2. Ask of your data: what stories do you want to tell?

– if comparison over a temporal sequence plays a role, then you might want to consider a linear format with a strong X-axis. Scatterplots, Bar and Line charts all might be well suited to showing changes over time.

– if quantity in comparison plays a strong role (even metaphorical quantities, such as “Bad, Very Bad, Worst”) Then you’ll need to get the viewer to feel that change through relative spaces. Treemaps can work well for this, as can most anything with circles.

– Prioritize your stories: If you’re shooting to show all three sets of data, decide which two are most interesting in comparison, and which one might work well as a separate layer. That’s how Scatter Plots can work, for example – the X and Y axis get compared to one another through each dot’s plot on the map, while the size or color of the dot gets read first as its own layer.

– Any given chart can be altered through removing an axis or taking one away.

3. Once you’ve had a look at your data, isolated the stories, do some sketching by hand. Try out some different scenarios. It may even be that you can think of other ways of framing your sub-queries that would produce more useful results.

4. When you’re ready with a design, start an Illustrator file by establishing a scale for yourself (ie, 1 inch = 10x more of something).

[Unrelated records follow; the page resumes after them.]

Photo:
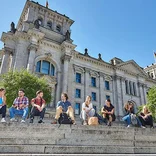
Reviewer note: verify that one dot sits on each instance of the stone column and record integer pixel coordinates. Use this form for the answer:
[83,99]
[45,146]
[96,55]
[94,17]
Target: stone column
[31,60]
[140,93]
[123,93]
[66,59]
[5,60]
[101,90]
[58,88]
[87,82]
[119,96]
[144,93]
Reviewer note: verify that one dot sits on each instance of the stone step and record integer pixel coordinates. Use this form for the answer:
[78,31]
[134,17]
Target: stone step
[55,149]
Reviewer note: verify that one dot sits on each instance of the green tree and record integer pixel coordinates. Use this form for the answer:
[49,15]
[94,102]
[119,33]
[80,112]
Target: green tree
[14,80]
[152,101]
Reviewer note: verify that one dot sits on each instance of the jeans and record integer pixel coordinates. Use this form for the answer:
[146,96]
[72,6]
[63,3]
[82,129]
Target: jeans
[36,112]
[3,111]
[23,112]
[90,114]
[127,118]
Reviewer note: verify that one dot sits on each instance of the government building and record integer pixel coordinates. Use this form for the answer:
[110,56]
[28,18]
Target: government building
[41,43]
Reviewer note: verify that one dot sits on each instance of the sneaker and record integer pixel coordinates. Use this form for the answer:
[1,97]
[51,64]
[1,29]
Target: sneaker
[109,124]
[31,121]
[22,121]
[40,121]
[3,120]
[143,127]
[13,120]
[84,123]
[54,122]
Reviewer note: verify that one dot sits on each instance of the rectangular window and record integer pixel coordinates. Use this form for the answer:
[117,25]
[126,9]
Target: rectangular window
[78,93]
[78,77]
[38,66]
[77,108]
[126,85]
[93,81]
[107,85]
[134,88]
[45,67]
[107,97]
[93,96]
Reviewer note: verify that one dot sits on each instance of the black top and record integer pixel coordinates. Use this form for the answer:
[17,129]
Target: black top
[109,109]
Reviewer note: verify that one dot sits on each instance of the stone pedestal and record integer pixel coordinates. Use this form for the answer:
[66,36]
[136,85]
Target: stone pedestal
[32,50]
[6,60]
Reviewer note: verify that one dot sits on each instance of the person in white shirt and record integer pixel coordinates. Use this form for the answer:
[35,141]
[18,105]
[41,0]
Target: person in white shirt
[87,110]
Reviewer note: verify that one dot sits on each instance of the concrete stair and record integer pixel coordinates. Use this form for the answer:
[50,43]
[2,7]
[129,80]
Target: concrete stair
[76,139]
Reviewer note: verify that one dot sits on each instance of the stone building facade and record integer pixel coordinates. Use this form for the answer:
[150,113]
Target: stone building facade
[41,43]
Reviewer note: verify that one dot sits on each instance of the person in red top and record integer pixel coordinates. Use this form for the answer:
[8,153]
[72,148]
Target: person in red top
[38,107]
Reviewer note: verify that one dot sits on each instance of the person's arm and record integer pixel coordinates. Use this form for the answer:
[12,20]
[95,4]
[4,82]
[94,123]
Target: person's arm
[102,110]
[4,100]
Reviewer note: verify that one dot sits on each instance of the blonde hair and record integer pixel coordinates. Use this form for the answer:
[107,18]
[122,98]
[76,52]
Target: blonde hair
[86,101]
[145,111]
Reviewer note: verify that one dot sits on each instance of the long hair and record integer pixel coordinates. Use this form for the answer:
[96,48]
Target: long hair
[65,94]
[86,101]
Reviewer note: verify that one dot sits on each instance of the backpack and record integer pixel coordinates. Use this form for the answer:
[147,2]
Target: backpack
[64,119]
[93,121]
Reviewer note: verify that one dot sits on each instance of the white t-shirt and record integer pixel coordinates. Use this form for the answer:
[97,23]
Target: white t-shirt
[87,108]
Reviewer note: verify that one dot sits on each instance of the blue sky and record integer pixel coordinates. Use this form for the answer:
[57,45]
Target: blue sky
[114,28]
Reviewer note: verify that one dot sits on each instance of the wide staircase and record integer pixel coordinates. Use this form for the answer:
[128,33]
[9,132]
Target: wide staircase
[76,139]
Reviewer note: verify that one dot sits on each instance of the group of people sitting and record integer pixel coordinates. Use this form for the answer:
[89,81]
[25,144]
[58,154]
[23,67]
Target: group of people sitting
[21,107]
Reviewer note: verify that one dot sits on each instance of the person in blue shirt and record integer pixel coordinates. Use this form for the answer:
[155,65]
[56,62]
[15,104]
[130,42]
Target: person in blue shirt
[64,106]
[2,104]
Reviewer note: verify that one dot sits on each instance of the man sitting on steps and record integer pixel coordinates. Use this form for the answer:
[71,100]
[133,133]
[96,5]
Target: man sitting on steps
[38,107]
[64,106]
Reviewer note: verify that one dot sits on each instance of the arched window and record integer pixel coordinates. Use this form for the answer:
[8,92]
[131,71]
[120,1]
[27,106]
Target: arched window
[40,20]
[49,24]
[58,28]
[45,67]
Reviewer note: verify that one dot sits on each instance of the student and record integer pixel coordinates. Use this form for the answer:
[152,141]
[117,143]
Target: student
[87,110]
[130,111]
[38,107]
[19,107]
[64,106]
[108,112]
[146,117]
[2,104]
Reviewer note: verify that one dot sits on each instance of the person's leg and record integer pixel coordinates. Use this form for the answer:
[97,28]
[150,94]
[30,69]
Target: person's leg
[58,113]
[12,112]
[149,121]
[41,115]
[25,113]
[70,112]
[142,121]
[91,113]
[3,109]
[127,119]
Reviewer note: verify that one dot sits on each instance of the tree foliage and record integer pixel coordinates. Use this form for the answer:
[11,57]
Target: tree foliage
[152,101]
[14,80]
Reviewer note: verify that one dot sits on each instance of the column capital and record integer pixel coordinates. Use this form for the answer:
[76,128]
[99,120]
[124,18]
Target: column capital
[8,50]
[33,47]
[66,57]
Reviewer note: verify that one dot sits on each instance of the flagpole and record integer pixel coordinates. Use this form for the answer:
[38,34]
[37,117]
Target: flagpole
[154,53]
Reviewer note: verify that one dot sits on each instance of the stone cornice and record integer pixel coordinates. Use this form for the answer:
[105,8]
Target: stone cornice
[67,47]
[78,69]
[50,44]
[54,15]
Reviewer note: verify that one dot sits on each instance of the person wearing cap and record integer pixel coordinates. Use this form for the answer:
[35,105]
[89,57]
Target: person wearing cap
[19,107]
[2,104]
[38,107]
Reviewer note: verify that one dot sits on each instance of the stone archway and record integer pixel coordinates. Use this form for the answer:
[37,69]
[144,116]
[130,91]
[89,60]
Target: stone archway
[52,83]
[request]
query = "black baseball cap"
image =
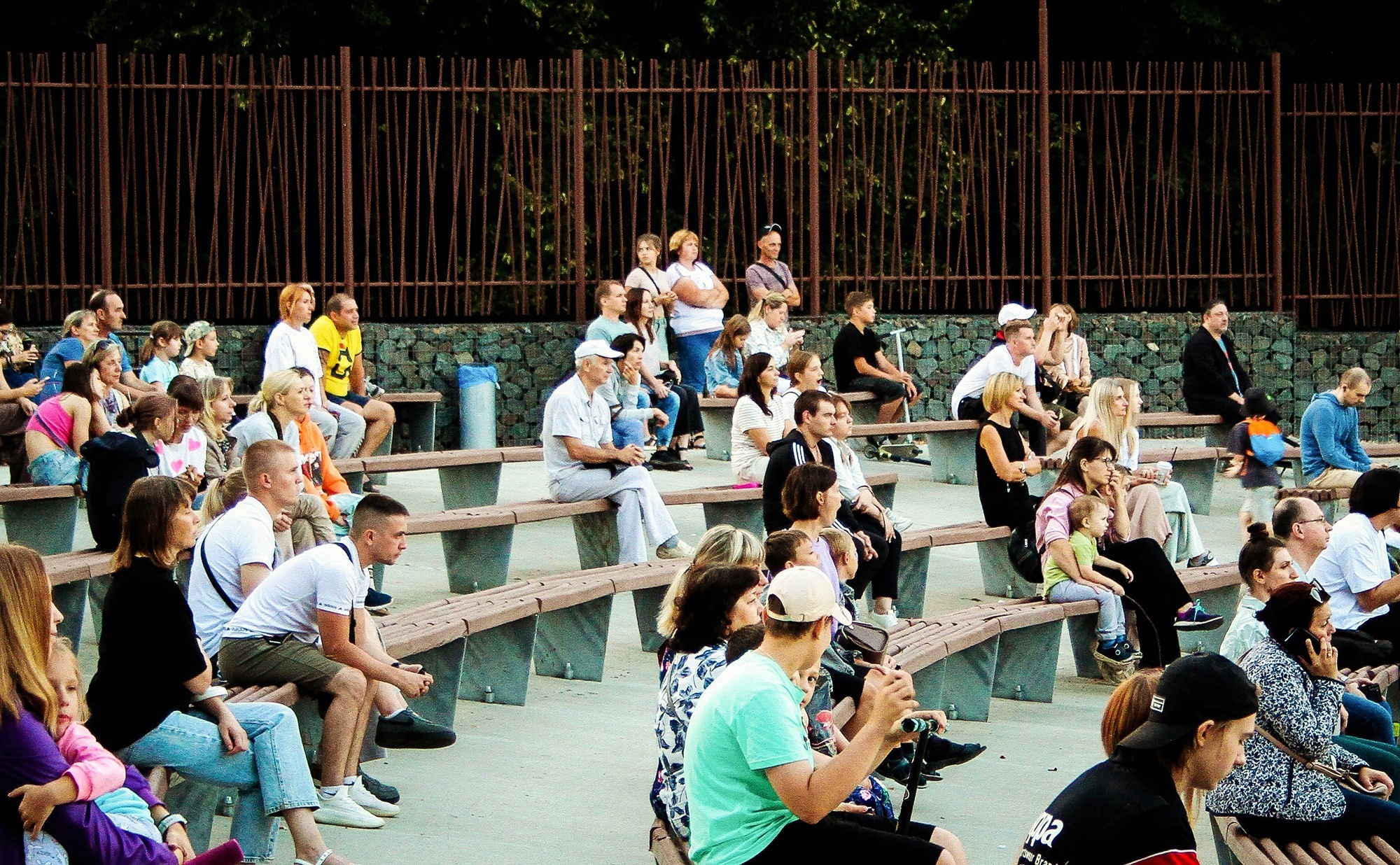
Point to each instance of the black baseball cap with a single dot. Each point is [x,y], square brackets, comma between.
[1194,689]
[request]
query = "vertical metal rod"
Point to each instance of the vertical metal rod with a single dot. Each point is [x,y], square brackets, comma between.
[578,199]
[1044,135]
[104,170]
[346,176]
[814,199]
[1276,181]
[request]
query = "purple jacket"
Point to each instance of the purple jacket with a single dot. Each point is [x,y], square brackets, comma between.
[29,755]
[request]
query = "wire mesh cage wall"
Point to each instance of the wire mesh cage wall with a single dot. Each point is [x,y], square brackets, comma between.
[457,190]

Then go ahead and determine the exact measurements, color and location for each item in your database before creating it in Illustrator.

Lastly, some examples for inspiration and information:

Project 05 – Infovisualization (initial homework)

(FINAL PRINT DUE OCT 25. More of the project will be explained next week.)

Read this short article for class Monday.

Choose a dataset – textual, image or otherwise – of a substantial size. Devise a query of your set that you can carry out manually or with computer aid, a query that produces between 25 and 50 results. Then design at least 3 secondary queries that you can pose of those results.

Bring to class your dataset, your query, your three sub-query questions. In class, we’ll design a visualization that reflects the answers to this query and subquery.

Some examples would include:

DATASET: The Holy Bible, King James Version
QUERY: Where does the word “measure” appear?
SUB QUERY 01: What book does it appear in?
SUB QUERY 02: What is being measured?
SUB QUERY 03: Is this for real?

DATASET: My Facebook friends
QUERY: Whom did I add just to be polite?
SUB QUERY 01: Where did I know this person from?
SUB QUERY 02: How many mutual friends do we have?
SUB QUERY 03: Would this person listen to Prince?

DATASET: Google Image search for “first”
QUERY: What are the top 40 results?
SUB QUERY 01: What color distribution is represented across these 40?
SUB QUERY 02: How would I categorize these images?
SUB QUERY 03: What words come after “first” for each one?

I’ll present in class some examples of how you might visualize these results, using Illustrator. We’ll have some time to sketch and begin working on the project.